Евгений поддался порыву и стиснул обеими руками руки родителей, сидевших напротив.
Они помолчали немного, а потом он попросил их продолжать:
– Расскажите подробности.
– Я была беременна, – начала мать. – Все протекало хорошо, и только в последние недели перед родами, когда я обратилась к частному специалисту, чтобы он проверил развитие плода, вдруг выяснилось, что кое-что не в порядке.

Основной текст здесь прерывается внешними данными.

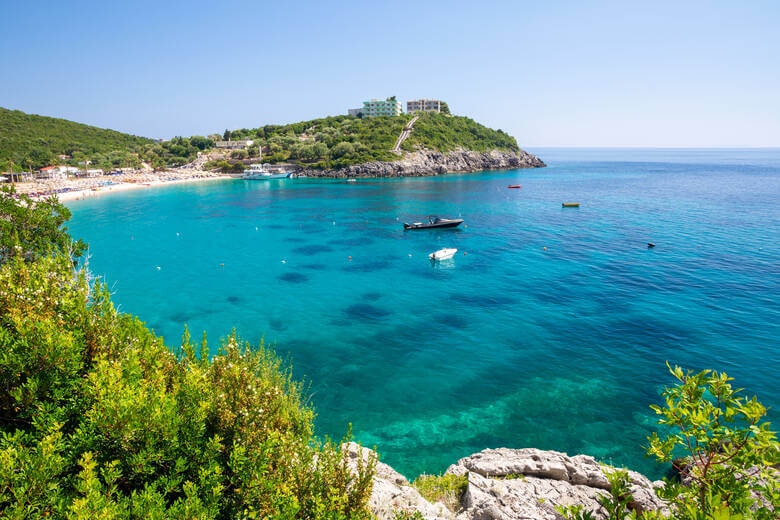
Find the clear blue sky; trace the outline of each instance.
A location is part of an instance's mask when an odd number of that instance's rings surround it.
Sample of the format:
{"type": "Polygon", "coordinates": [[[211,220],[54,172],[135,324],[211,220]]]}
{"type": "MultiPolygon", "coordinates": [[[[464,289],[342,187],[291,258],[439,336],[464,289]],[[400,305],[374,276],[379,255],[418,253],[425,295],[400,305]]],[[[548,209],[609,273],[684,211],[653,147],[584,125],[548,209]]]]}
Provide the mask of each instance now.
{"type": "Polygon", "coordinates": [[[0,0],[0,106],[150,137],[441,98],[521,146],[780,146],[780,2],[0,0]]]}

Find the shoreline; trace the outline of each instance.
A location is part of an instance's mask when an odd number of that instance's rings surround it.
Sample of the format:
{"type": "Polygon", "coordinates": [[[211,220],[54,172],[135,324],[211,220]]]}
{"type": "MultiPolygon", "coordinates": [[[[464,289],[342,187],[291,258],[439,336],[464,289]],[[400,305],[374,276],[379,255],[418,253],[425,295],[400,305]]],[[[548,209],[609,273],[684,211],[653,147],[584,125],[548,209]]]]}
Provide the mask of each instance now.
{"type": "Polygon", "coordinates": [[[64,193],[56,193],[54,194],[55,197],[59,199],[60,202],[73,202],[77,200],[84,200],[84,199],[90,199],[93,197],[99,197],[101,195],[106,195],[109,193],[120,193],[123,191],[132,191],[132,190],[139,190],[143,188],[158,188],[160,186],[169,186],[172,184],[184,184],[184,183],[190,183],[190,182],[203,182],[203,181],[217,181],[217,180],[225,180],[230,179],[229,176],[220,176],[220,177],[192,177],[189,179],[176,179],[176,180],[170,180],[170,181],[151,181],[148,183],[133,183],[133,182],[122,182],[119,184],[111,184],[107,186],[102,186],[100,188],[87,188],[83,190],[74,190],[74,191],[66,191],[64,193]]]}
{"type": "Polygon", "coordinates": [[[14,183],[18,194],[33,200],[55,197],[60,202],[71,202],[92,198],[106,193],[118,193],[141,188],[152,188],[169,184],[230,179],[231,177],[201,170],[166,170],[157,173],[137,172],[123,175],[104,175],[89,178],[60,180],[37,180],[14,183]]]}

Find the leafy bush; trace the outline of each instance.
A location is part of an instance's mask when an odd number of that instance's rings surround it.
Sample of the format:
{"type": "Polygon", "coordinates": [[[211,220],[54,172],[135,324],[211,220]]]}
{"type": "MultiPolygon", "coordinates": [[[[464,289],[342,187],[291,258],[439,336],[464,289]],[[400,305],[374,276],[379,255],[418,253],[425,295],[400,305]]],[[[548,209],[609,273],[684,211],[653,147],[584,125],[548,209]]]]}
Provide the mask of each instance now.
{"type": "Polygon", "coordinates": [[[171,351],[62,255],[0,268],[0,510],[8,517],[363,518],[301,387],[235,333],[171,351]]]}
{"type": "Polygon", "coordinates": [[[33,260],[53,252],[80,257],[86,244],[72,241],[62,227],[70,215],[55,198],[34,201],[17,195],[13,185],[0,188],[0,265],[16,256],[33,260]]]}
{"type": "Polygon", "coordinates": [[[429,502],[441,502],[457,511],[468,487],[468,478],[465,475],[420,475],[412,485],[429,502]]]}
{"type": "Polygon", "coordinates": [[[724,373],[669,368],[679,381],[652,406],[668,428],[653,434],[648,455],[672,462],[682,483],[668,481],[662,496],[680,519],[774,519],[780,511],[780,444],[766,408],[731,386],[724,373]],[[682,450],[684,458],[678,458],[682,450]]]}
{"type": "MultiPolygon", "coordinates": [[[[769,423],[766,408],[740,396],[726,374],[698,373],[669,368],[679,383],[663,392],[665,406],[655,406],[666,428],[665,437],[654,433],[648,454],[659,462],[672,462],[682,482],[667,479],[658,492],[674,520],[770,520],[780,511],[778,480],[772,466],[780,462],[780,444],[769,423]],[[686,457],[677,458],[678,449],[686,457]]],[[[605,472],[608,495],[599,498],[609,520],[660,520],[659,512],[638,514],[630,509],[628,474],[605,472]]],[[[582,506],[558,507],[568,520],[593,520],[582,506]]]]}
{"type": "Polygon", "coordinates": [[[0,266],[3,518],[368,518],[375,461],[315,440],[273,352],[171,349],[55,245],[0,266]]]}

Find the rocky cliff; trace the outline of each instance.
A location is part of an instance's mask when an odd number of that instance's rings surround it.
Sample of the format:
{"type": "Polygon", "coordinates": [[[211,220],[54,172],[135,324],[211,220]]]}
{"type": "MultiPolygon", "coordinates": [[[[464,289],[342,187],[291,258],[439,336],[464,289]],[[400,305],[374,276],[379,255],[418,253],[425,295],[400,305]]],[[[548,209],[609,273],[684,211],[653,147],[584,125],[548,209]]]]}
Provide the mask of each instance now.
{"type": "MultiPolygon", "coordinates": [[[[371,450],[355,443],[346,444],[344,449],[353,461],[375,457],[371,450]]],[[[439,502],[427,501],[403,475],[380,462],[369,508],[379,520],[418,512],[426,520],[560,520],[563,517],[555,506],[581,505],[594,518],[606,520],[598,497],[609,490],[605,473],[609,471],[614,470],[587,455],[570,457],[533,448],[484,450],[447,469],[449,474],[468,479],[459,507],[453,511],[439,502]]],[[[629,471],[628,477],[632,509],[667,513],[654,492],[661,482],[650,482],[634,471],[629,471]]]]}
{"type": "Polygon", "coordinates": [[[483,170],[541,168],[544,166],[546,165],[541,159],[523,150],[519,152],[501,150],[474,152],[460,149],[442,153],[423,149],[408,152],[398,161],[367,162],[335,170],[307,168],[299,170],[299,173],[309,177],[412,177],[483,170]]]}

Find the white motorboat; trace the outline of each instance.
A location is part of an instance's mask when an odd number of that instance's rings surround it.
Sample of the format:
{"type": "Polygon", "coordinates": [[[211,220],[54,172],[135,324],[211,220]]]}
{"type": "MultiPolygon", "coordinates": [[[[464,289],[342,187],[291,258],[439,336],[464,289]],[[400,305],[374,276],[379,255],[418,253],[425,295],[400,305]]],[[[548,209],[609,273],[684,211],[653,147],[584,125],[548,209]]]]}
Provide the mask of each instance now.
{"type": "Polygon", "coordinates": [[[289,172],[271,172],[263,165],[253,164],[248,170],[244,170],[243,179],[249,181],[267,181],[271,179],[286,179],[289,176],[289,172]]]}
{"type": "Polygon", "coordinates": [[[455,256],[455,253],[457,252],[458,250],[455,249],[454,247],[439,249],[438,251],[428,255],[428,258],[430,258],[434,262],[437,260],[447,260],[448,258],[452,258],[453,256],[455,256]]]}

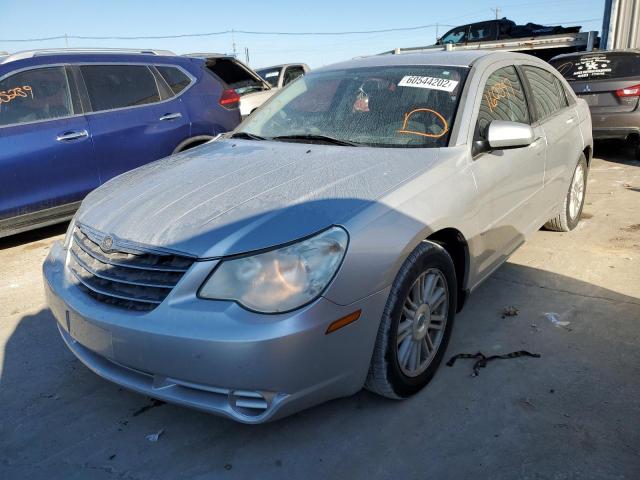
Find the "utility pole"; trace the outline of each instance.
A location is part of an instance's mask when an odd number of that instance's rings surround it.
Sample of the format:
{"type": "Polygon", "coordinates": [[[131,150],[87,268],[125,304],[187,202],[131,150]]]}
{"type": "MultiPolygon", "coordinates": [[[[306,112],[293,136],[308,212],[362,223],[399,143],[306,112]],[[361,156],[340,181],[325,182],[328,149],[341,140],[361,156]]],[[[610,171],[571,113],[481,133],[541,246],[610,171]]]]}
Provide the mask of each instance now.
{"type": "Polygon", "coordinates": [[[69,48],[69,35],[64,34],[64,46],[65,48],[69,48]]]}
{"type": "Polygon", "coordinates": [[[231,48],[233,50],[233,56],[237,57],[237,53],[236,53],[236,36],[233,32],[233,28],[231,29],[231,48]]]}
{"type": "Polygon", "coordinates": [[[244,47],[244,60],[244,63],[249,65],[249,47],[244,47]]]}
{"type": "Polygon", "coordinates": [[[500,7],[492,8],[491,11],[496,13],[496,20],[500,20],[500,7]]]}

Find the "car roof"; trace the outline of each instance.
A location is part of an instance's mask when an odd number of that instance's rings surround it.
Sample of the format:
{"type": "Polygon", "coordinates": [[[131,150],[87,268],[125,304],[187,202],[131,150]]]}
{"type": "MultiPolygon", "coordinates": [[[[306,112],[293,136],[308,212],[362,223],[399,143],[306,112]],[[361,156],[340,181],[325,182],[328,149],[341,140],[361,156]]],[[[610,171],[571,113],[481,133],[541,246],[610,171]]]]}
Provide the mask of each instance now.
{"type": "MultiPolygon", "coordinates": [[[[4,52],[3,54],[4,55],[4,52]]],[[[176,54],[169,50],[131,49],[131,48],[50,48],[39,50],[23,50],[20,52],[0,56],[0,64],[28,60],[42,57],[54,56],[83,56],[83,55],[123,55],[123,56],[154,56],[154,57],[175,57],[176,54]]]]}
{"type": "Polygon", "coordinates": [[[447,67],[470,67],[481,58],[491,57],[495,60],[532,60],[531,55],[515,52],[488,51],[488,50],[460,50],[433,52],[416,52],[401,54],[383,54],[370,57],[354,58],[345,62],[335,63],[326,67],[315,69],[315,72],[340,70],[361,67],[384,67],[403,65],[436,65],[447,67]]]}

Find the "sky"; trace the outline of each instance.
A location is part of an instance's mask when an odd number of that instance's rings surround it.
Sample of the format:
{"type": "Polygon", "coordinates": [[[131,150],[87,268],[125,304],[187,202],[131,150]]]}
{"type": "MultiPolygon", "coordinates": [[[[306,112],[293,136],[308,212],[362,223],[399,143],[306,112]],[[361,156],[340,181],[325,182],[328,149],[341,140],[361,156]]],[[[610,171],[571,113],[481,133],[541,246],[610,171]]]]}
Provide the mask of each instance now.
{"type": "Polygon", "coordinates": [[[518,23],[582,25],[601,30],[604,0],[347,0],[219,2],[215,0],[8,0],[0,15],[0,51],[36,48],[157,48],[175,53],[238,53],[260,68],[304,62],[312,68],[396,47],[430,45],[451,26],[500,16],[518,23]],[[11,15],[6,12],[12,12],[11,15]],[[438,24],[438,27],[435,25],[438,24]],[[421,27],[409,31],[334,35],[421,27]],[[163,36],[235,30],[235,33],[179,39],[10,42],[52,36],[163,36]],[[315,32],[330,35],[255,35],[251,32],[315,32]]]}

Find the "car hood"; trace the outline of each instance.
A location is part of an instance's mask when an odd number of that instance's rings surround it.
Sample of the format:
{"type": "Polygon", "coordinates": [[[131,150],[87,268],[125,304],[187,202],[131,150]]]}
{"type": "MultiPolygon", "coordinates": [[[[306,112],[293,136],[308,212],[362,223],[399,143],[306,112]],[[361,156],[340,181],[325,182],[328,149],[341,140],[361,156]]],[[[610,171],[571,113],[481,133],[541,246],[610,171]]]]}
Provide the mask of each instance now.
{"type": "Polygon", "coordinates": [[[112,179],[76,221],[201,258],[243,253],[342,224],[437,158],[437,149],[221,139],[112,179]]]}

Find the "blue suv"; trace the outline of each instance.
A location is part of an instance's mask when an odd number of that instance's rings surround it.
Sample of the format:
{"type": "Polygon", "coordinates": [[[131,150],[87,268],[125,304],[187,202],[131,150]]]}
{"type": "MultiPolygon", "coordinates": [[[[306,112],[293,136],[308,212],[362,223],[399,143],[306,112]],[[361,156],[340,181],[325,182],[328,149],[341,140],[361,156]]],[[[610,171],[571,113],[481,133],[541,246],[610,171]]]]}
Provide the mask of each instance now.
{"type": "Polygon", "coordinates": [[[127,170],[240,122],[206,60],[142,50],[0,57],[0,237],[70,218],[127,170]]]}

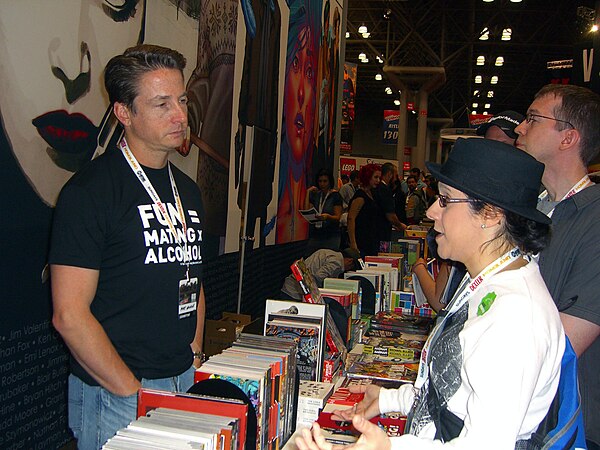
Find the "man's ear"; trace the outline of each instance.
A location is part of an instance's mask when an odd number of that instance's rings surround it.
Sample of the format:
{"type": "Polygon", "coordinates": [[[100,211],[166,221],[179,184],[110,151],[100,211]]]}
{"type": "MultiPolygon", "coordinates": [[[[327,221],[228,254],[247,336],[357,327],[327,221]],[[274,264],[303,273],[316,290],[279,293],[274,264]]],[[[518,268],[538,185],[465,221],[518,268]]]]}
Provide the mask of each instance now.
{"type": "Polygon", "coordinates": [[[565,130],[562,140],[560,141],[561,150],[569,150],[579,144],[581,135],[575,128],[565,130]]]}
{"type": "Polygon", "coordinates": [[[132,112],[124,103],[115,102],[113,105],[115,117],[124,127],[131,125],[132,112]]]}

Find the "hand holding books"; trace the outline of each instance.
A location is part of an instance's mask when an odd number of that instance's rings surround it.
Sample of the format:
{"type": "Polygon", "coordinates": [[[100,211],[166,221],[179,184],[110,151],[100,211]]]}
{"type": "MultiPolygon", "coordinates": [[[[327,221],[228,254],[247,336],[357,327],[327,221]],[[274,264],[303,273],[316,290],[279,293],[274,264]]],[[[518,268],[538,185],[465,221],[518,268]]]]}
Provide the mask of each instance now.
{"type": "Polygon", "coordinates": [[[379,411],[379,391],[380,386],[374,384],[348,386],[347,388],[353,394],[364,394],[363,399],[352,408],[336,409],[332,411],[333,420],[351,421],[356,415],[364,416],[367,419],[381,414],[379,411]]]}
{"type": "MultiPolygon", "coordinates": [[[[355,415],[352,419],[352,425],[361,435],[356,444],[345,448],[360,448],[364,450],[390,450],[391,442],[381,428],[374,423],[369,422],[364,416],[355,415]]],[[[312,430],[304,428],[302,435],[296,438],[296,445],[300,450],[313,450],[315,447],[320,450],[336,450],[339,447],[332,445],[325,440],[318,423],[313,424],[312,430]]]]}

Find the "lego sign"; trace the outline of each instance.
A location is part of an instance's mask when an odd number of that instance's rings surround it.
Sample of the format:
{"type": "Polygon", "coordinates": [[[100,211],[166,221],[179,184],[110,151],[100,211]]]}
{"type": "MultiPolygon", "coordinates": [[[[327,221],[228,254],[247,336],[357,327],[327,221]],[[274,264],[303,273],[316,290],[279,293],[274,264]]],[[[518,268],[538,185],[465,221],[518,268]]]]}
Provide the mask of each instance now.
{"type": "Polygon", "coordinates": [[[340,158],[340,173],[350,175],[353,170],[356,170],[355,158],[340,158]]]}

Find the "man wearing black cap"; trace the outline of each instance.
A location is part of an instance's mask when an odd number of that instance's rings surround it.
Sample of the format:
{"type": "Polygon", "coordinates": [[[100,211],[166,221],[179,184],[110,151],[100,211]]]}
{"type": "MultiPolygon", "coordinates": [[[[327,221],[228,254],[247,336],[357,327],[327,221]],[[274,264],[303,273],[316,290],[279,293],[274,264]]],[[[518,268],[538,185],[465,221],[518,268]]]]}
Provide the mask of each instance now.
{"type": "Polygon", "coordinates": [[[486,139],[515,145],[515,128],[525,120],[523,114],[515,111],[502,111],[477,128],[477,134],[486,139]]]}
{"type": "Polygon", "coordinates": [[[545,164],[538,209],[552,217],[540,271],[578,356],[589,449],[600,448],[600,185],[587,166],[600,152],[600,96],[547,85],[516,128],[516,145],[545,164]]]}

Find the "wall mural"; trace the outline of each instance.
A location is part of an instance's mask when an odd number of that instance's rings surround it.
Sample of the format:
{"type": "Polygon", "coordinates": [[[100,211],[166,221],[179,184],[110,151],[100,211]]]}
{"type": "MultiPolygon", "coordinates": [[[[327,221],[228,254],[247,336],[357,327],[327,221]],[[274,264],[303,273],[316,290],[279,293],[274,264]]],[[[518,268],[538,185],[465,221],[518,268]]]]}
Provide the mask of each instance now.
{"type": "MultiPolygon", "coordinates": [[[[0,231],[9,236],[0,263],[0,448],[60,448],[70,438],[68,354],[50,322],[44,266],[58,192],[115,139],[103,68],[152,42],[184,53],[187,79],[197,23],[165,0],[0,2],[0,231]]],[[[194,165],[190,156],[177,164],[194,165]]]]}

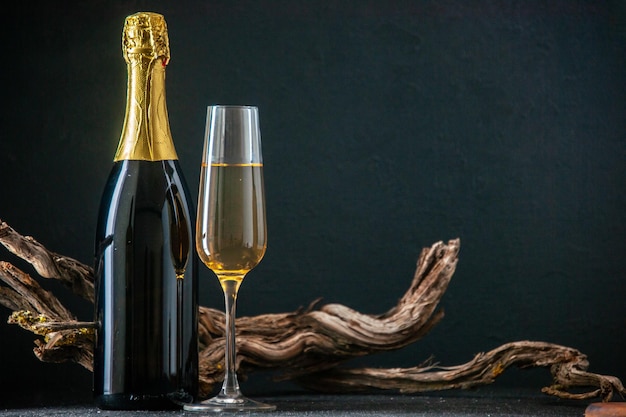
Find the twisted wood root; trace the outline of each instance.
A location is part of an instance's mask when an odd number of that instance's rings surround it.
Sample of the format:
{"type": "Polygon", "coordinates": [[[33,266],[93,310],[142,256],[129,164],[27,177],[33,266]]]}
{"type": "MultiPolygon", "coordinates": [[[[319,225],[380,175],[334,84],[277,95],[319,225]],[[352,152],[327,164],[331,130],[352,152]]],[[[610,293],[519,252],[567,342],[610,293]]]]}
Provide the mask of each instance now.
{"type": "Polygon", "coordinates": [[[468,389],[493,383],[507,368],[549,368],[553,384],[542,392],[560,398],[585,400],[600,397],[610,401],[614,393],[622,396],[626,390],[613,376],[587,372],[587,357],[576,349],[537,341],[504,344],[486,353],[479,353],[462,365],[439,367],[425,364],[397,369],[329,369],[306,375],[300,383],[310,389],[326,392],[357,392],[375,389],[395,389],[403,393],[434,390],[468,389]],[[583,393],[567,391],[576,387],[598,387],[583,393]]]}
{"type": "MultiPolygon", "coordinates": [[[[0,221],[0,243],[33,265],[43,278],[57,279],[78,296],[93,302],[93,270],[80,262],[48,251],[0,221]]],[[[477,354],[468,363],[452,367],[422,365],[413,368],[339,369],[347,359],[396,350],[419,340],[442,318],[437,305],[458,261],[460,241],[437,242],[419,256],[411,285],[398,304],[382,315],[368,315],[340,304],[290,313],[237,319],[239,373],[277,369],[279,379],[291,379],[318,391],[365,389],[425,392],[465,389],[492,383],[510,366],[549,368],[554,383],[543,392],[560,398],[609,401],[626,395],[613,376],[587,372],[588,361],[576,349],[545,342],[520,341],[477,354]],[[571,388],[593,388],[572,393],[571,388]]],[[[15,323],[43,336],[35,340],[35,355],[45,362],[76,362],[92,370],[94,323],[79,322],[51,292],[27,273],[0,262],[0,305],[13,310],[15,323]]],[[[201,395],[223,379],[224,313],[200,307],[201,395]]]]}

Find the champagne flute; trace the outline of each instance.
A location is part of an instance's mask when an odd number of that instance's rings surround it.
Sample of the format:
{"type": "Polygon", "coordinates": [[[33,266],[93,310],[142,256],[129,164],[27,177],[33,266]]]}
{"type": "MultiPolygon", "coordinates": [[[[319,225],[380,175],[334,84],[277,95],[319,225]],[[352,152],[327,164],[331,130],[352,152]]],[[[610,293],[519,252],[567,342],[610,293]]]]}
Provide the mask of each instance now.
{"type": "Polygon", "coordinates": [[[242,395],[235,369],[235,306],[246,274],[267,247],[263,158],[258,109],[209,106],[202,155],[196,247],[224,290],[224,383],[219,394],[188,411],[274,410],[242,395]]]}

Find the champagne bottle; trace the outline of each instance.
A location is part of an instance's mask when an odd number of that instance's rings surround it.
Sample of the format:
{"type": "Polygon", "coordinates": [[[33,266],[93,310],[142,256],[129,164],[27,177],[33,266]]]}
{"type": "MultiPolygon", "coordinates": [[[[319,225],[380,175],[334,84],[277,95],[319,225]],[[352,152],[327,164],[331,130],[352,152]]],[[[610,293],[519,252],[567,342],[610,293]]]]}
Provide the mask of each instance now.
{"type": "Polygon", "coordinates": [[[103,409],[175,408],[197,394],[194,213],[165,101],[167,26],[124,24],[126,115],[96,230],[94,397],[103,409]]]}

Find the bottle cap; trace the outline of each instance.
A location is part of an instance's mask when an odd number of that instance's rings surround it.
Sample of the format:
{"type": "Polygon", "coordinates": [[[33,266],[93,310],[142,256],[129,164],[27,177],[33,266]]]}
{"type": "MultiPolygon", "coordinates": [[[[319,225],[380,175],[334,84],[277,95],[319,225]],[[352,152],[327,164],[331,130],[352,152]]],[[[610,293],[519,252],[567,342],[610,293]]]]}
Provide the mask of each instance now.
{"type": "Polygon", "coordinates": [[[139,12],[126,17],[122,34],[122,52],[126,62],[132,58],[161,59],[163,65],[170,60],[167,24],[163,15],[139,12]]]}

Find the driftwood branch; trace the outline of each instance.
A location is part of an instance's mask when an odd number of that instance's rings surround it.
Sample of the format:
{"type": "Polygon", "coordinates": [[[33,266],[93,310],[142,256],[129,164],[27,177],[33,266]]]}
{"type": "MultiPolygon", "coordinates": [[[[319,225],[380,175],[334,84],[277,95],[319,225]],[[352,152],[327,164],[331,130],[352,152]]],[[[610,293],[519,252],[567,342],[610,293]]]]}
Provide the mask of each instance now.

– Нас предупредили, что ребенок имеет врожденные патологии и может не выжить, – продолжил отец.
– Так оно и случилось.
– Ребенок умер сразу после родов.
– Мне даже не дали его подержать. Сразу забрали в реанимацию и потом сообщили, что ничего сделать не удалось.
– Мы похоронили его и остались безутешны.
– Врачи к тому же сказали, что это может повториться и со следующей попыткой. Так что я боялась забеременеть.